Trentotto anni, figlia della coppia di archistar Massimiliano e Doriana Fuksas, Elisa ha scritto e diretto video musicali, spot, documentari (L’Italia del nostro scontento) e cortometraggi (Please leave a message, Nastro d’argento 2007), un film (Nina, 2012) e scritto un romanzo, La figlia di (Rizzoli, 2014), giocando sin dal titolo sulla sua condizione. “La grande lotteria dell’universo mi ha fatto nascere in quella famiglia che è il vero privilegio, sono loro la vera ricchezza”, ci spiega. “È molto difficile avere dei genitori così, questo è indiscutibile, ma è anche una fortuna immensa”. La ricchezza non credo sia un privilegio. Si pensi a questo mio film dove il vero privilegio sta nella giovinezza del protagonista che ha ancora tutto di fronte, ha il tempo”. “La ricchezza – precisa – è uno strumento e, purtroppo è brutto da dire, è meglio. Credo che tutti noi preferiamo stare bene piuttosto che stare scomodi. È il libero arbitrio: dipende da come usi le cose. Se le usi per costruire, diventano positive, se le usi per il contrario diventano armi pericolosissime”.
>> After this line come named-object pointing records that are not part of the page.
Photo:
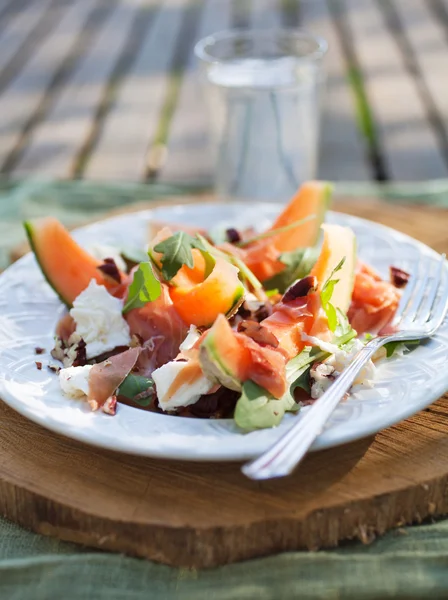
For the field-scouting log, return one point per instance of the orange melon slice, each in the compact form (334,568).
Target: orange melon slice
(232,358)
(312,198)
(66,266)
(339,243)
(200,303)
Ai due archistar – che ha già omaggiato col suo documentario La nuvola. Work in progress – dedica una delle scene più particolari del film, ambientandola proprio in quell’edificio speciale costruito all’Eur. “Purtroppo – ci dice Elisa col sorriso – non ce n’è un’altra di nuvola a Roma, dovevo per forza usare quella per avere uno spazio così particolare. È uno spazio quasi metafisico, decisamente unico”. In The App, un film che ha il profumo degli umori e delle sensazioni più varie, c’è la tecnologia e c’è il sentimento, ma anche la tecnologia al servizio del sentimento. È un mondo di solitudini che entra in connessione attraverso la rete e in uno spazio diverso in cui ci si conosce, ci si corteggia, ci si innamora come se quella stessa app fosse un luogo di incontro con tutti i rischi che la cosa può comportare. “Non ho paura di una app, ma non la saprei gestire perché ne sarei dipendente”, precisa. “Sono curiosa, ma anche molto essenziale; ho il terrore di rimanere nel punto in cui sono nata, cerco sempre una deriva, un qualcosa che mi porti altrove, indietro o avanti che sia, ma per me è fondamentale”. Non è un caso, aggiunge poco dopo, che abbia deciso di fare un passo importante. “Mi sono battezzata a Pasqua dopo due anni di un percorso religioso che mi è servito per conoscere un’altra realtà. Avevo bisogno di un dirottamento. Spesso faccio queste incursioni altrove che mi servono per cambiare le carte”. Nel film – prodotto da Indiana Production – ci sono anche Greta Scarano, nel ruolo della cameriera d’hotel, e Abel Ferrara, “un regista che fa il regista”, “un uomo con il quale sul set è molto semplice lavorarci, perché diventa un bambino di sei anni”, ricorda Elisa. “Per tutto il tempo pensavo che lui aveva fatto Il cattivo tenente, ma in quel momento ero io che gli dovevo dire le battute. Voleva sentirmi dire le cose”. Ultima protagonista, ma non ultima, Roma con tutta la sua bellezza. È la città in cui sono nata, la amo e la odio, ci dice prima di salutarci. “Vorrei andare via ogni giorno, ma ogni volta, quando vado via, non ci riesco. Amo il Circo Massimo e la Chiesa Sant’Anastasia aperta giorno e notte, un posto magico dove si fa l’adorazione perpetua. Amo la luce di Roma che è quello che ti strega e che ti costringe a lei. Ho vissuto a New York, a Parigi, a Londra, ma poi sono qui perché la amo, eppure… Con il suo traffico, la spazzatura e i mille disagi, la odio. Ma non riesco più ad andare via”.